You see, this passage tonight is saying to us…well, in the first place it's a rebuke to those of us who are Christians. It's a rebuke for what is often our prejudice about people who are not like us, and not of us…from a different race, who smell, whose clothes are funny, who speak with a funny accent and we dismiss them. And tell me if this is not so: tell me that we don't say with the disciples from time to time, ‘Lord, send them away. Send them away, because they’re just a nuisance.’

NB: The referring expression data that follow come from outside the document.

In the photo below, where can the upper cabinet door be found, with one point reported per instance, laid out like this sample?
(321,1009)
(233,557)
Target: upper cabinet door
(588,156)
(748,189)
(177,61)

But this passage is teaching something else, and it's saying this: Anyone can come to Jesus and find mercy — anyone. “Come unto Me, all ye that are weary and heavy laden, and I will give you rest.” That's Jesus’ word to you tonight. You may be a concerned mother just like this Syrophoenician woman, and Jesus is saying to you, my friend, “Come unto Me. Bring your burden, bring your trial, bring your predicament, bring the sense that no one understands you, and come to Jesus and you will find in Him a friend who sticks closer to you than a brother. You’ll find in Him everything…everything…forgiveness of sins, a new life, new fellowship, new vitality, a sense of life that you've never had before. And you can do that now in the quietness of your hearts:

“Just as I am, without one plea,
but that Thy blood was shed for me;
and that Thou bidst me come to Thee.
O Lamb of God, I come.”

Come to Jesus as this woman came to Jesus. Against all kinds of obstacles, she would not hear no. And you’ll find, my friend, the open arms of Jesus saying, “Come, come.”

Our Father, we thank You for the Scriptures. Thank You for this word. Thank You for the gospel. Thank You that there is forgiveness with You, that You may be feared. Bless this word to all of our hearts, for Jesus’ sake. Amen.